がれきの中から見つかった1歳長女「抱いたらほんのり温かく」 義母と犠牲に「悲しみ消えない」

震災で亡くなった長女瞳さんのことを振り返る竹場満さん=17日午前7時34分、神戸市中央区加納町6、東遊園地

 がれきの中から見つかった娘のぬくもりが、今も忘れられない。1歳2カ月だった長女瞳ちゃんと、義母関ハルさん=当時(63)=を亡くした神戸市灘区の会社員竹場満さん(58)は、神戸市中央区の東遊園地で目に涙を浮かべた。「毎年ここに来て、あの日のことを伝え続けたい」。震災の8日前に生まれた長男遼太郎さん(29)らと誓った。

 当時、妻典子さん(58)は生まれたばかりの遼太郎さんを連れて、近くの実家に帰っていた。激しい揺れで、瞳ちゃんとハルさんのいた1階部分が崩れた。がれきの下から発見されたときには、瞳ちゃんを守るようにハルさんが覆いかぶさっていた。「娘を抱いたとき、ほんのり温かくて、目立った傷がなくて。守ってくれようとしたお母さんには感謝しかない」と目を潤ませる。

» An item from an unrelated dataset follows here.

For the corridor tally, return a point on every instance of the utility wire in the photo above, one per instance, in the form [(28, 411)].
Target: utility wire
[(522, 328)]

 震災後、1男2女を授かった満さん。朝晩全員で仏壇に手を合わせ、「1.17のつどい」にも毎年一緒に訪れてきた。「うちもみんなもつらい思いをしてきた。神戸で暮らす以上、その悲しみを知ってもらいたかった」。遼太郎さんも4人の子どもに恵まれ、最近は3世代でつどいに訪れる。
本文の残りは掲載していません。